Di solito le città dove i cittadini usano di più la bici sono quelle dove si dà molta importanza alle infrastrutture che promuovono gli spostamenti in bicicletta e li rendono più sicuri. Nei Paesi Bassi, per esempio, le aree di parcheggio delle auto separano spesso la pista ciclabile dalla strada, in modo da creare una barriera tra il traffico e i ciclisti. E a Copenaghen, in Danimarca, i semafori per i ciclisti si attivano leggermente prima di quelli per le auto, così le bici che attraversano la strada sono più visibili.

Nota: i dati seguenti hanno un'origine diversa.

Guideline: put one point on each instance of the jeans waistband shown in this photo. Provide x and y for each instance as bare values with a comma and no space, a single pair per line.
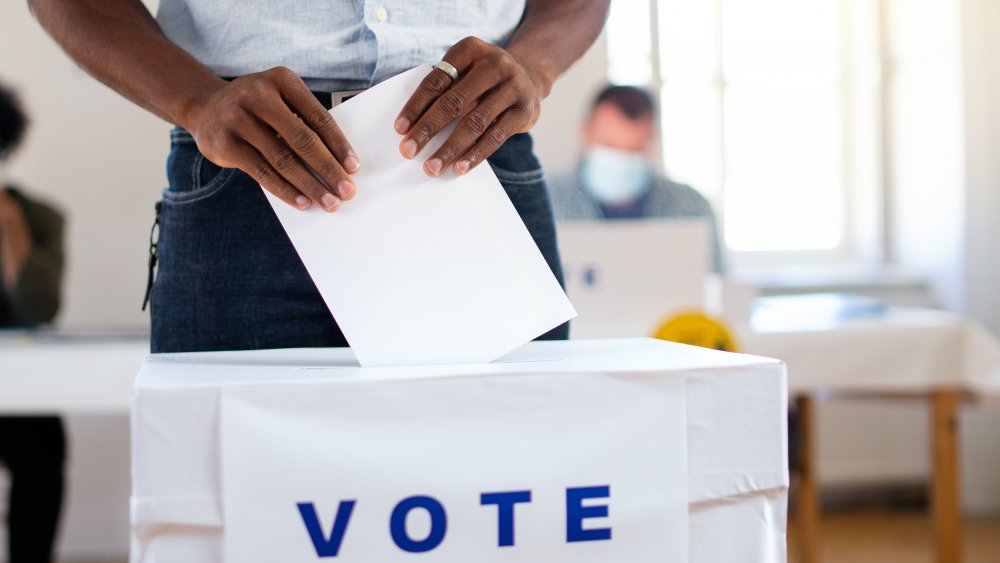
329,100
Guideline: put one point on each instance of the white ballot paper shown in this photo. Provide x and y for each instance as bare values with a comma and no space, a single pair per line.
421,270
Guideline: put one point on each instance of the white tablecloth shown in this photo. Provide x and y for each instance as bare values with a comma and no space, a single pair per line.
737,451
903,350
68,373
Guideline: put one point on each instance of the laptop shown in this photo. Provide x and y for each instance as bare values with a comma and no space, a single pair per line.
625,278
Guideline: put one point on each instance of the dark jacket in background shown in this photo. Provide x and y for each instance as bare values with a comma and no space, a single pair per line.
35,298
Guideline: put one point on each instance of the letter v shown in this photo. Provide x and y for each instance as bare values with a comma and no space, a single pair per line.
326,547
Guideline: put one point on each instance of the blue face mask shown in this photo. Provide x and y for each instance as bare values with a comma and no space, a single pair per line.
615,177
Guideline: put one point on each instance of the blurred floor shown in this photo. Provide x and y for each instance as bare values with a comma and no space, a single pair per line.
880,535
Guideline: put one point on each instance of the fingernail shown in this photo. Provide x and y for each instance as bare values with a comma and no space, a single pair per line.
329,202
409,148
351,164
346,189
434,166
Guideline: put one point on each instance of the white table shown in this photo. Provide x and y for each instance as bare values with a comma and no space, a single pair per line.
58,372
933,355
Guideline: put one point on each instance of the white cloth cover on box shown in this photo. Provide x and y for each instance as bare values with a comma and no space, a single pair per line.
735,419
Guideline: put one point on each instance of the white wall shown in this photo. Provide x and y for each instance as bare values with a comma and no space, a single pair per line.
981,51
557,133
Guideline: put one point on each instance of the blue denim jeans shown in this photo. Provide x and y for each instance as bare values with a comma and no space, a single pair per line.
229,278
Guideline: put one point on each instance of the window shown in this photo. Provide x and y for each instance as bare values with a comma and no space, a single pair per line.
770,108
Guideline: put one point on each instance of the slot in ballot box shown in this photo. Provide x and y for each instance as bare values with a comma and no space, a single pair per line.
630,450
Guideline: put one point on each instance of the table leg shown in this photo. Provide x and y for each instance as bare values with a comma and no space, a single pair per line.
945,488
807,509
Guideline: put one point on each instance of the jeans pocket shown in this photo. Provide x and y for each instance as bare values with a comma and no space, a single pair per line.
519,180
191,176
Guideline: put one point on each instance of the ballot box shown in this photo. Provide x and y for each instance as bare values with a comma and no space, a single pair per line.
631,450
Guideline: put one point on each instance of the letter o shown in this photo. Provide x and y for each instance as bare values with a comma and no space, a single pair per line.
397,524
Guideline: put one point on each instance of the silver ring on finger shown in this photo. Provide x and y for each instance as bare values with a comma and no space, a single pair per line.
448,69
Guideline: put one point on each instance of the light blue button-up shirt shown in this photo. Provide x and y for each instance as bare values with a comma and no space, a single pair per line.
333,44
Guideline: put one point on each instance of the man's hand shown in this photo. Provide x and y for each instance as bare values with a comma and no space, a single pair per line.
495,96
270,126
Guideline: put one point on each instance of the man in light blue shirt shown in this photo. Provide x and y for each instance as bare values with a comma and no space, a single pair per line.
249,83
614,180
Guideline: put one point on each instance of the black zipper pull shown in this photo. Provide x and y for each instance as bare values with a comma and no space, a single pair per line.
154,238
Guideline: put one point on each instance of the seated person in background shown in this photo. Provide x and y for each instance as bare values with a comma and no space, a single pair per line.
32,448
614,178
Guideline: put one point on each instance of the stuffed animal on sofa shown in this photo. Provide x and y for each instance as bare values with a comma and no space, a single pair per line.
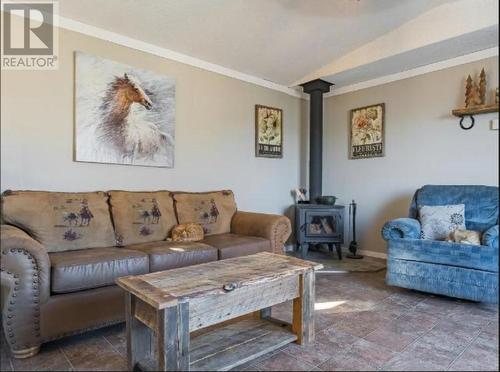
465,237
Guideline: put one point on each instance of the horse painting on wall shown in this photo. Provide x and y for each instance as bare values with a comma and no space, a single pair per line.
124,115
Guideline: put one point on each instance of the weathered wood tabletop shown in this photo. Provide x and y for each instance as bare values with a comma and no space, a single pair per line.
164,307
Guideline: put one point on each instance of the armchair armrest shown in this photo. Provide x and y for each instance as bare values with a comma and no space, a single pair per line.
25,284
401,228
269,226
490,237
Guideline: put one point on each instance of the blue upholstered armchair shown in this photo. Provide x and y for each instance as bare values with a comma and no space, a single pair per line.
457,270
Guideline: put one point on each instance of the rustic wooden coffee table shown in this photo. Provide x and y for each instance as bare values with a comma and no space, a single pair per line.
163,308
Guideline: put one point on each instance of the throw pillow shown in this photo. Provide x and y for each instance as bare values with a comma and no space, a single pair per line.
438,221
142,217
61,221
212,210
187,232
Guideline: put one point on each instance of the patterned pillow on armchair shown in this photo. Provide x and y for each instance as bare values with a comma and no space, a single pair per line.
438,221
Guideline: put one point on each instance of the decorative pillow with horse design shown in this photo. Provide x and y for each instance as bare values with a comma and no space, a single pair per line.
142,217
187,232
61,221
212,210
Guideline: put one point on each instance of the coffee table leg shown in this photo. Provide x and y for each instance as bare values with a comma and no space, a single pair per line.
172,341
303,310
139,336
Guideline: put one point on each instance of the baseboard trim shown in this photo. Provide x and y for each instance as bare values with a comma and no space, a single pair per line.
291,248
373,254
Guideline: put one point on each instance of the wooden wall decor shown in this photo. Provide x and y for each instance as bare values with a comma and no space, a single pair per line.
475,101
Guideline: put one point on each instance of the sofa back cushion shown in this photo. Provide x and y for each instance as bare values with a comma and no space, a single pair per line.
481,202
61,221
212,210
142,217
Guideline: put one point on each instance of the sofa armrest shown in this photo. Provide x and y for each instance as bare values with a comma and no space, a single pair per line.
269,226
490,237
25,284
401,228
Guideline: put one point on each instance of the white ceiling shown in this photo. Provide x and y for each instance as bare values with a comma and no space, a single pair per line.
283,41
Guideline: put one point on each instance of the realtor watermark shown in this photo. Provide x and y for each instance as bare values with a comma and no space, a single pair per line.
30,35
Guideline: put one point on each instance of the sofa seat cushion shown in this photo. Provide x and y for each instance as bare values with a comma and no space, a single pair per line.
164,255
478,257
74,271
234,245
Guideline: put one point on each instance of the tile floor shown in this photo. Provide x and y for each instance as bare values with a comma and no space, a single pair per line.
361,324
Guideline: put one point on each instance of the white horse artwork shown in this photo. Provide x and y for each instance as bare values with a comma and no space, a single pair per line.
124,115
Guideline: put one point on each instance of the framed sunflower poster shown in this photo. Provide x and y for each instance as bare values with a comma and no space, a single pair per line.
268,132
367,132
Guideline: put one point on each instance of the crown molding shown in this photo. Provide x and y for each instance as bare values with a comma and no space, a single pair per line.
100,33
452,62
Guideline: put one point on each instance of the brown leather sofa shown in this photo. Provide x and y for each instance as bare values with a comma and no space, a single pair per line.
54,288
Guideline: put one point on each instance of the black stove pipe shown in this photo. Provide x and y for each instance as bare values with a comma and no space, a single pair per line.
316,89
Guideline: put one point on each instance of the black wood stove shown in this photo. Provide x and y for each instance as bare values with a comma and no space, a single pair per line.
317,223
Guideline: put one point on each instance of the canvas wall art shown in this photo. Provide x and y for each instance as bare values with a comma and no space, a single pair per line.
124,115
367,132
268,132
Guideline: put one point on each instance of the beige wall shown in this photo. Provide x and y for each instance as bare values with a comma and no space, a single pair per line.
424,145
214,133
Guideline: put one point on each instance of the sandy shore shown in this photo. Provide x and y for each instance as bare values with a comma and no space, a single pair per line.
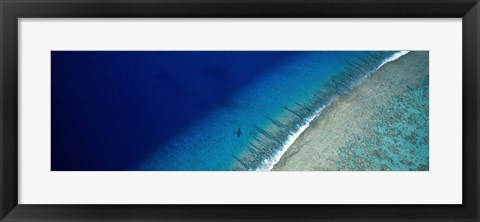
380,125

Sempre nei Paesi Bassi, nel 1976, è nata l’idea del woonerf, una strada con ampi marciapiedi e cartelli segnaletici molto grandi, dossi, attraversamenti pedonali rialzati, rotatorie. Nei woonerf, pedoni e ciclisti hanno la precedenza e le auto devono rispettare limiti di velocità molto rigidi. L’idea è stata adottata anche nei paesi scandinavi, in Francia, Regno Unito, Germania e in alcune località italiane.

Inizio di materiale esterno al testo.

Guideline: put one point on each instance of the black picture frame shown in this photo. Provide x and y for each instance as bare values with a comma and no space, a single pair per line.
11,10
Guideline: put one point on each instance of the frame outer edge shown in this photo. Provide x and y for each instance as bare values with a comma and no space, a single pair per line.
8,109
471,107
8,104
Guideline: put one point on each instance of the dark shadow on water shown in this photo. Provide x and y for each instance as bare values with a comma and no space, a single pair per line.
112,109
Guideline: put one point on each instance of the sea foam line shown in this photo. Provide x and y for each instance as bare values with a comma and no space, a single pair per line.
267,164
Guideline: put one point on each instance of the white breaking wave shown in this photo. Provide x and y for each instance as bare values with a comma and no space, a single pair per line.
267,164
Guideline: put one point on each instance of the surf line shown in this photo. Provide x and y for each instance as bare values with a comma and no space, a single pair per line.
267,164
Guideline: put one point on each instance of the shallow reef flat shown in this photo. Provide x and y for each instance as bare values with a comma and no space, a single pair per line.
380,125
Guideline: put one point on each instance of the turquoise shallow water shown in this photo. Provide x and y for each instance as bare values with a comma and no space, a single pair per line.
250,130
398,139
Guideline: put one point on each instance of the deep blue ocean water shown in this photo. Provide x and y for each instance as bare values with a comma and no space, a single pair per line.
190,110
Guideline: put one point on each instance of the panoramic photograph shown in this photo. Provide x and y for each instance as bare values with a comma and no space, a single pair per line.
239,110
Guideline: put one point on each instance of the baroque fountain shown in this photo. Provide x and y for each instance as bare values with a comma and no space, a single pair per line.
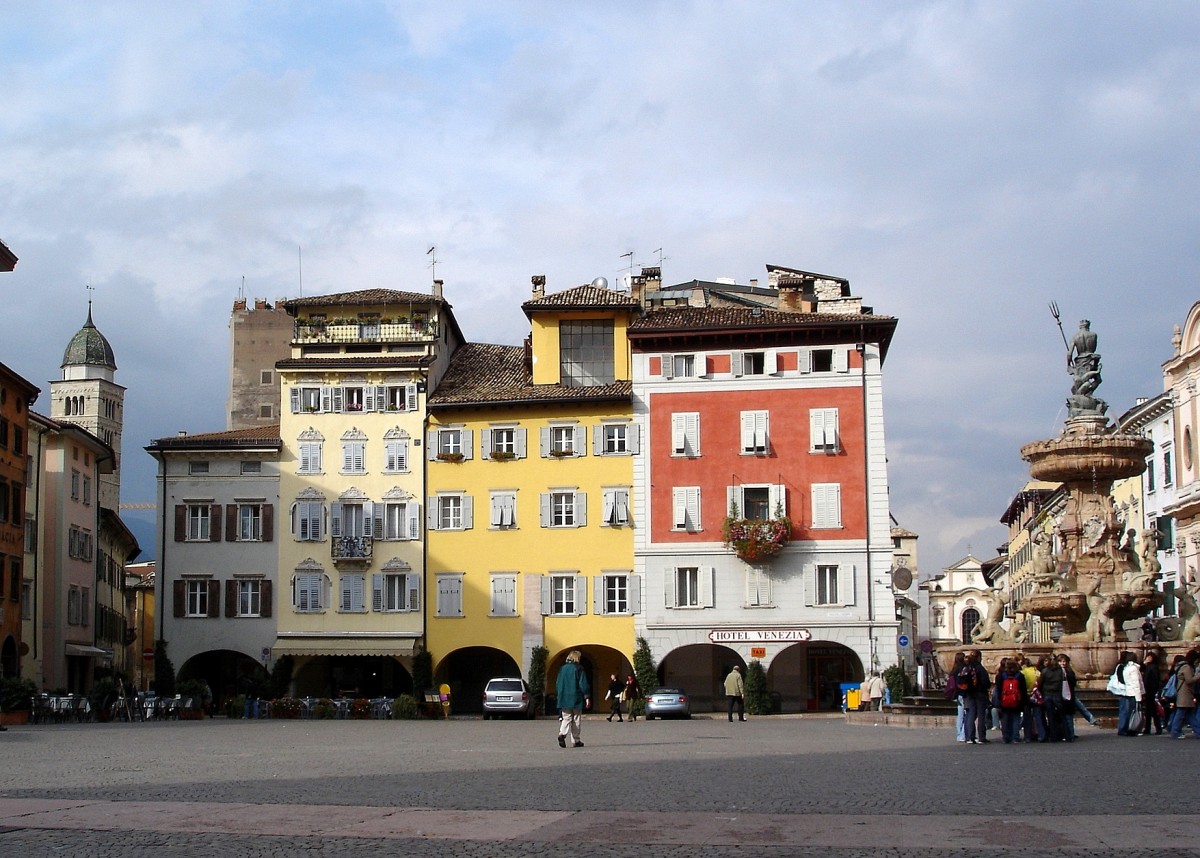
1105,573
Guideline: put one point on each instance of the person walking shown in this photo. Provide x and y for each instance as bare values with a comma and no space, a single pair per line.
574,695
735,693
1129,672
616,688
975,685
633,694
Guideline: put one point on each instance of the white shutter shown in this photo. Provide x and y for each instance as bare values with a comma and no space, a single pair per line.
846,585
707,576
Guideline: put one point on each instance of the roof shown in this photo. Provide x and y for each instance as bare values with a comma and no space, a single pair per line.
483,373
583,298
255,436
89,347
340,299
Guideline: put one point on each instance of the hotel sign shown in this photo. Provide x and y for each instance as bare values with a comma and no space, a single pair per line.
760,635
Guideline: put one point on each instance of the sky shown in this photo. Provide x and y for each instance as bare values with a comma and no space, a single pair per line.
961,163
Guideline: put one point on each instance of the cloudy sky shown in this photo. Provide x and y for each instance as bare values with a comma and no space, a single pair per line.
961,163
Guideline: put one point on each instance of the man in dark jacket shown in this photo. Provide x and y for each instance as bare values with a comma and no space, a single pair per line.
973,687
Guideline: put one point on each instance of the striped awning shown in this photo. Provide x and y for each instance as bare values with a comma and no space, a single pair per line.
343,646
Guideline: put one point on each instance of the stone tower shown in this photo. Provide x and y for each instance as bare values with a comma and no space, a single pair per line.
88,396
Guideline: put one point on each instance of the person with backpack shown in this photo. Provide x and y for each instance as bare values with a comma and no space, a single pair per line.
1009,696
1185,695
975,685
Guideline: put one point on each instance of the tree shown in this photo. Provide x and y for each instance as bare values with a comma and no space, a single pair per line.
163,671
647,675
757,697
538,657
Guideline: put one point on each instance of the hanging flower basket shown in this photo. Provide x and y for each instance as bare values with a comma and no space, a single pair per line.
754,539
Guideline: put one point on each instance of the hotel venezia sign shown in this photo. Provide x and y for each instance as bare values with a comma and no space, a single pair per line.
760,635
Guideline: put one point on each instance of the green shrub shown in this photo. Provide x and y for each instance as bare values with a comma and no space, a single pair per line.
403,708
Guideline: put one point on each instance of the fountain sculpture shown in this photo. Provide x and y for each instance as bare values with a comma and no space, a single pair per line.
1105,571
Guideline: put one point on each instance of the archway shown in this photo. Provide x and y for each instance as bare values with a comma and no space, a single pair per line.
808,677
467,671
700,670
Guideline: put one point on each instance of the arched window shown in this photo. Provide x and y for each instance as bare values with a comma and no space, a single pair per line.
970,621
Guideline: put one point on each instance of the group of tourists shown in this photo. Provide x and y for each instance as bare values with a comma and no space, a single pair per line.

A Barcellona il rischio d’incidenti per i ciclisti si è ridotto allo 0,005 per cento. E una campagna del 2011 fatta dal dipartimento della salute pubblica di Copenaghen ricordava che in Danimarca “si è più sicuri sulla propria bici che sul divano”. Negli Stati Uniti c’è un programma nazionale per garantire tragitti sicuri in bici da casa a scuola, mentre nei Paesi Bassi ci sono anche dei bicibus.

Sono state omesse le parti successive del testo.